Binghamton University Professor of Political Science Olga Shvetsova and her colleagues wanted to gain a clearer understanding of how politics affect COVID-19 outcomes. The researchers used data on public health measures taken across the United States to build an index of the strength of the COVID policy response. They combined this index with daily counts of new COVID cases, along with political and other variables that they thought were relevant to the dynamics of the COVID-19 pandemic and governments’ response to it. Using this dataset, they assessed the effects of policies on the observed number of new infections and the difference between the policies adopted in Republican-led and Democrat-led states.
This study connects the aggregate strength of public health policies taken in response to the coronavirus disease 2019 (COVID-19) pandemic in the U.S. states to the governors’ party affiliations and to the state-level outcomes. Understanding the relationship between politics and public health measures can better prepare American communities for what to expect from their governments in a future crisis and encourage advocacy for delegating public health decisions to medical professionals.

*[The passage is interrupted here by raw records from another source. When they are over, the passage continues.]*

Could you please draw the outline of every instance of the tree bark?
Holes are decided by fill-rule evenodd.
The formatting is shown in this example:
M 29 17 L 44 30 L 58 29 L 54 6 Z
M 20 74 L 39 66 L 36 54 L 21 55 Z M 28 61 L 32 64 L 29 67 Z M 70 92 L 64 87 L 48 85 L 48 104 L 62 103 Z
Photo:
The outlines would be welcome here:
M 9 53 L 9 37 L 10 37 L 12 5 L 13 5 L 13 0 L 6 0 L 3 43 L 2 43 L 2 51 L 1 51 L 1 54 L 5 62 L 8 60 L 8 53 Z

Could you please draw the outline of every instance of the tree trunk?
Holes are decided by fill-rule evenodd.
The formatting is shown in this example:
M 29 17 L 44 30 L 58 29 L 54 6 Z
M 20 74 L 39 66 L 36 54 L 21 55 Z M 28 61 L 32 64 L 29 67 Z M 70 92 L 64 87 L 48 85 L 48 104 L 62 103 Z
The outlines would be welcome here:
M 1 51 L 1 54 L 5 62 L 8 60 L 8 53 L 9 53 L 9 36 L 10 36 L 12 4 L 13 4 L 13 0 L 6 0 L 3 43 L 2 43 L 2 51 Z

“The state governments led by Democrats, on average, cheap levirta dapoxetine tablets pharmacy took stricter measures than the state governments led by Republicans, and the states with stricter measures had the virus spread much slower,” said Shvetsova.
The difference between the policies made in Democrat-led states and those made in Republican-led states corresponded to an about 7-8 percent lower rate of the spread of the virus.
According to the researchers, these conclusions reinforce the findings of previous studies that application of public health policy was politicized for COVID-19, and this affected health outcomes.
“The main lesson of this research is that better public health requires a less partisan approach to the making of public health policies,” said Shvetsova.
Additional researchers and institutions on the study included: Andrei Zhirnov from the University of Exeter, Frank Giannelli from Rutgers University, Michael Catalano, and Olivia Catalano.